But according to NEM Ventures executive Dave Hodgson, VC firms have the potential to support, and crush, cryptocurrency firms.
Aside from cutting out initial-coin-offerings, investors can also deliberately take run down a company’s bank balance by dragging out due diligence proceedings. Of course, NEM Ventures would never do such a thing.
The bad vibes surrounding cryptocurrency exchange Bitfinex just won’t go away.
This week, the US Department of Justice confirmed that it was investigating the exchange’s payments processors.
Two individuals, one Israeli and one American, named Ravid Yosef and Reginald Fowler, were charged by the DoJ for having misled financial institutions.

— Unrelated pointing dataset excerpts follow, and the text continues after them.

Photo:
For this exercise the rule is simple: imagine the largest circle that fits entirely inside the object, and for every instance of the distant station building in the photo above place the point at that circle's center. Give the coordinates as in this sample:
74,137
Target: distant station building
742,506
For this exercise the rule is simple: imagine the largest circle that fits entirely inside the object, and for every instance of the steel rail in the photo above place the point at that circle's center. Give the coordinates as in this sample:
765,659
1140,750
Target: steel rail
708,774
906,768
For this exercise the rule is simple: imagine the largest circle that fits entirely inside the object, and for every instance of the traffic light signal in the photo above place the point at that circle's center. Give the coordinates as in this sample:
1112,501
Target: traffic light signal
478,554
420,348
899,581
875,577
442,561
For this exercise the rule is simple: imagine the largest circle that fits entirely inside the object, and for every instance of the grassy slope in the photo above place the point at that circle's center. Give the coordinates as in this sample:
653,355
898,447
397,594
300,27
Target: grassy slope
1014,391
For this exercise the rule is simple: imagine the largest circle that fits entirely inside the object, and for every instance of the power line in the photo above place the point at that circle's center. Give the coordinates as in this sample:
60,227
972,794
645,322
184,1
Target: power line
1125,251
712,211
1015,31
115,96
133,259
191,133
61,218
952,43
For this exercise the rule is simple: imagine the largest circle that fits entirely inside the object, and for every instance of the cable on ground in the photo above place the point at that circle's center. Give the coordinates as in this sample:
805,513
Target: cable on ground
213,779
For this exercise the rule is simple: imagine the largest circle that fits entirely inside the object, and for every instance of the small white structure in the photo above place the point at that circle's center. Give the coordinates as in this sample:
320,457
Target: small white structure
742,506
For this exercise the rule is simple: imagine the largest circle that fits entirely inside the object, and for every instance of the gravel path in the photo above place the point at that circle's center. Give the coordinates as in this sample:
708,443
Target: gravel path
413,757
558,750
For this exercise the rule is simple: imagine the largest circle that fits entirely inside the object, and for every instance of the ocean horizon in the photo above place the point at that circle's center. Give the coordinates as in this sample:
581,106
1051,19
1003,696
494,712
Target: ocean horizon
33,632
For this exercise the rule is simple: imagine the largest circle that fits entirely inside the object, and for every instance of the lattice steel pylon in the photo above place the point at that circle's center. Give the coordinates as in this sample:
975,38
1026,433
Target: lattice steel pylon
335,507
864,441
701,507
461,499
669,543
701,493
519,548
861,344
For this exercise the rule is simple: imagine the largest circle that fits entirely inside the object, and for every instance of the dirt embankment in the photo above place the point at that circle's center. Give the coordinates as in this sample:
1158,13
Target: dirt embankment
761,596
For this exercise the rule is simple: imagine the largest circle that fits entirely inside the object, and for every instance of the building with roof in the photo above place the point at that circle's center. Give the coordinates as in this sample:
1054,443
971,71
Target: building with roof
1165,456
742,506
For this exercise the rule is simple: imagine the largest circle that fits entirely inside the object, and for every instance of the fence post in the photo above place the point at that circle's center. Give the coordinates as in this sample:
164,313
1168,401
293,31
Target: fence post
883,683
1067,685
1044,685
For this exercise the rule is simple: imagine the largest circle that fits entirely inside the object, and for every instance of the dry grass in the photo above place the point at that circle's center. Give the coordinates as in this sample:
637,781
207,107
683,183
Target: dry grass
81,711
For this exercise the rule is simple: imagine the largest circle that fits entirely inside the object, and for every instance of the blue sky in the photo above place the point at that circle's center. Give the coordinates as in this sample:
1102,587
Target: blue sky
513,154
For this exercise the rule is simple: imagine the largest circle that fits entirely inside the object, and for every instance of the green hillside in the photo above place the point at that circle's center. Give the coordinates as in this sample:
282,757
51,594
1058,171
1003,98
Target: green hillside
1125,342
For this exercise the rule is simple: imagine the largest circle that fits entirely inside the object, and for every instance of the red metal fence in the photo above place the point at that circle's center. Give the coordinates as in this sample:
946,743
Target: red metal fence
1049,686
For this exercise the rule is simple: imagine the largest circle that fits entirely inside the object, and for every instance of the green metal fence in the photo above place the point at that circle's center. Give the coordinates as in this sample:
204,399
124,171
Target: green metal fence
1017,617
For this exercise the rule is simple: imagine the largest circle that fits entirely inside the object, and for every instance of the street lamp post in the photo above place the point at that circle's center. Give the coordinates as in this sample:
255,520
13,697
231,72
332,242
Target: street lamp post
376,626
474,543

The pair allegedly said that the money they were handling was for real estate deals when, in reality, it was being used to make payments for cryptocurrency companies.
Staying with Bitfinex, the exchange was also under investigation this week for some shady dealings regarding Tether.
A stablecoin tied to the USD, Tether is operated and issued by Bitfinex.
But now US authorities in New York are looking at a dodgy loan related to the backing of the cryptocurrency that, the exchange said originally, was tied at 1:1 with the dollar.
Now it appears the firm is using a fractional reserve system and, were everyone to convert their stable coins at once, Bitfinex would not be able to compensate them with USD.
The exchange compared its operations to the Federal Reserve. But, as Finance Magnates very own Victor Golovtchenko so astutely put it, “the worrying aspect of this statement is the fact that it compares the stable coin’s position to that of the US central bank.”